It’s Friday. I’m having a week. I’ve spent the last couple of days sitting by my spouse’s bedside in the hospital, trying to get work done and still be attentive. Nothing serious but still a bit of a speed bump in the week. Therefore, I’m embracing my lazy and pulling out a post I wrote in September of 2006!!!!  Over 15 years ago!

I almost get depressed thinking how much time I’ve spent on this blog over time.
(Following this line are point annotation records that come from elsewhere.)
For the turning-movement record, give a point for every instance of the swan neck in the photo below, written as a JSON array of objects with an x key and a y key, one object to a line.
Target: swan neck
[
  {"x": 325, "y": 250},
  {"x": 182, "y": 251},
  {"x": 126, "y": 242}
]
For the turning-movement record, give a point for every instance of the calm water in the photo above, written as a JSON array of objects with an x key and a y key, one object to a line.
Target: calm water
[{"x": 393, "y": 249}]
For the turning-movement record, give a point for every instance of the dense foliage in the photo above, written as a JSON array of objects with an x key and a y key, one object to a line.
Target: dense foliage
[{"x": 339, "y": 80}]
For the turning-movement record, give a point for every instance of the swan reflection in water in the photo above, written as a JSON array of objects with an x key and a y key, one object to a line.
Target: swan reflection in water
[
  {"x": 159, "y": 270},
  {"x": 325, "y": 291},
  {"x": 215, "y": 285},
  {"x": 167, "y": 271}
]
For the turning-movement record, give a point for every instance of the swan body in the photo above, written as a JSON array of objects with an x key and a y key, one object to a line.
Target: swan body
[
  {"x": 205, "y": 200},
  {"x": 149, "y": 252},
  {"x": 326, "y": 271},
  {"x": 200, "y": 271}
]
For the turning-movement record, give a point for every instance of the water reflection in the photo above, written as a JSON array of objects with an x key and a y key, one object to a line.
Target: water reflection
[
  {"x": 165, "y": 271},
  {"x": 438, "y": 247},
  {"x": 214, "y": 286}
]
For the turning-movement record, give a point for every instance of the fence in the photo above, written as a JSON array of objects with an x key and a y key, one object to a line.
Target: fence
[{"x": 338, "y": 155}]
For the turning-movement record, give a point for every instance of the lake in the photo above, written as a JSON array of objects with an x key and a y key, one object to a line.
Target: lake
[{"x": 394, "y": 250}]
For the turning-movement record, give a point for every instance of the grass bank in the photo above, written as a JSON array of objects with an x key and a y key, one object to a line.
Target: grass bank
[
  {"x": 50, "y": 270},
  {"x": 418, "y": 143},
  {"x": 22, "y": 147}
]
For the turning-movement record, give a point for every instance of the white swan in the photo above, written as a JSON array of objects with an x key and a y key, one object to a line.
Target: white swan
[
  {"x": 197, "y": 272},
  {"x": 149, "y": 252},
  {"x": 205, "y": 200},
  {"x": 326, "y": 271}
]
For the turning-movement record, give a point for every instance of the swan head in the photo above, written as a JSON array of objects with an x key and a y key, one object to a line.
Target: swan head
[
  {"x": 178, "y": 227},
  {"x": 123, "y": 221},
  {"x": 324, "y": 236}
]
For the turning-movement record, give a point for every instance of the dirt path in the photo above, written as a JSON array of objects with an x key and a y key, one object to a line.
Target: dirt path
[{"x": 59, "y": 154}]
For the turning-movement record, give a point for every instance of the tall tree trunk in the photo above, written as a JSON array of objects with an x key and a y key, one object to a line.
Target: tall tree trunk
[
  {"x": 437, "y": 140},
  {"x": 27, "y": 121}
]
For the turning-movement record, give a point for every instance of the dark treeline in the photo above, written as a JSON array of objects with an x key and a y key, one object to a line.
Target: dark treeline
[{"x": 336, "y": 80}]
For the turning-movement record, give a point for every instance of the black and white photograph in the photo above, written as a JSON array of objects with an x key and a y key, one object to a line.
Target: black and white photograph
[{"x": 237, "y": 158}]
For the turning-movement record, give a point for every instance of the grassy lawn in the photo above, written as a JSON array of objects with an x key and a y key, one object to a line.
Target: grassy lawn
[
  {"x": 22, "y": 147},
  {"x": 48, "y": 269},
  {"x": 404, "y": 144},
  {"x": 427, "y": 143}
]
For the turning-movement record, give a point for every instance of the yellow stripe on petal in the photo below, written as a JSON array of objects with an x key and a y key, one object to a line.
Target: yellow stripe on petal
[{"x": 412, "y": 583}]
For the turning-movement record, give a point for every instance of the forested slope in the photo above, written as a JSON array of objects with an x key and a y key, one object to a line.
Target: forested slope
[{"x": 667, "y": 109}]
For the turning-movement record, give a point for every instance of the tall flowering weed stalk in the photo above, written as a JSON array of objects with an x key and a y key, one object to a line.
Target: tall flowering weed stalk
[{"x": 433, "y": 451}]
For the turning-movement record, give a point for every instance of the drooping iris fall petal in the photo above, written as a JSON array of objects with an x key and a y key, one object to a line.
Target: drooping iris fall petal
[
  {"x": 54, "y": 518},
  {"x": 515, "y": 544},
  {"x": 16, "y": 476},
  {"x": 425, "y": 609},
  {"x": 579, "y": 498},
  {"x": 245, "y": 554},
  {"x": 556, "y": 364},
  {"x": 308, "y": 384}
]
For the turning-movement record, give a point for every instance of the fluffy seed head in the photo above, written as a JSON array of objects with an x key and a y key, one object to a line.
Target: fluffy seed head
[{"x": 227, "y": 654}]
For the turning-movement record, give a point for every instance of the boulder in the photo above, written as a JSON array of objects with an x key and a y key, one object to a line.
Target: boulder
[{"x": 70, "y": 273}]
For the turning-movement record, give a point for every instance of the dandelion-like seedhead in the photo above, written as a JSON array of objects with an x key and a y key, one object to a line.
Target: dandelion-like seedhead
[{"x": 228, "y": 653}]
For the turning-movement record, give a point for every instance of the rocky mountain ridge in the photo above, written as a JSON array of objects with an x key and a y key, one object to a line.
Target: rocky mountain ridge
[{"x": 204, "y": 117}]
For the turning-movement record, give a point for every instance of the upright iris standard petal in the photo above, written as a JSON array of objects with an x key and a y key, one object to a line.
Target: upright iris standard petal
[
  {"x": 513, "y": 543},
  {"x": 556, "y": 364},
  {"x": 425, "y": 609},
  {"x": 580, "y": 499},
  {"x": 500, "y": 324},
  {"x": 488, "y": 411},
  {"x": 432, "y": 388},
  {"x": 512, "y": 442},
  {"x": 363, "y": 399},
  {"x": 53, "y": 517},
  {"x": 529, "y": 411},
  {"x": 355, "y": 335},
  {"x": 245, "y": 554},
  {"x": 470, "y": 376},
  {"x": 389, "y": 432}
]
Le sigh. 

But here you go… gold from the archives!

Skill-Aligned Goals

It is now common knowledge that having a company (and by definition people) that can be innovative, process change quickly and learn new skills to support those changes is critical for any company to succeed and prosper.  Your audience (employees/salespeople/channel) need to be constantly learning and growing if they are to add any value to an organization.  And many companies performance incentives to new concepts and processes in order to focus attention and energy on these new initiatives. 

While conceptually it is a good idea, this article (download complete study here) from Harvard Business School highlights some of the tensions that exist between learning and performance.  Specifically, as one acquires new skills and knowledge, implementation of those skills is hit-and-miss.  No one is proficient immediately.

This has implications for incentive program design. 

Design For Where Your Audience IS – Not Where They Will Be

If you are putting an incentive in place to motivate and influence your employees to adopt a new system or use new skills, set the performance bar low at first and gradually increase the goal over time.  This allows your audience to be rewarded for using the new ideas without penalty and grow into the final goal over time. 

Far too many programs begin by setting the bar at the “optimal” level of performance (normally to show a return on the cost of the learning/training) – but as this study indicates, performance may actually decline at first as the new information is processed, applied and incorporated into ongoing activity.

No one would expect their child to jump out of their crib at 18 months and begin sprinting around the house. 

No different for your program participants. 

Give them space to experiment and reward the small steps for a while before putting unreasonable goals in front of them.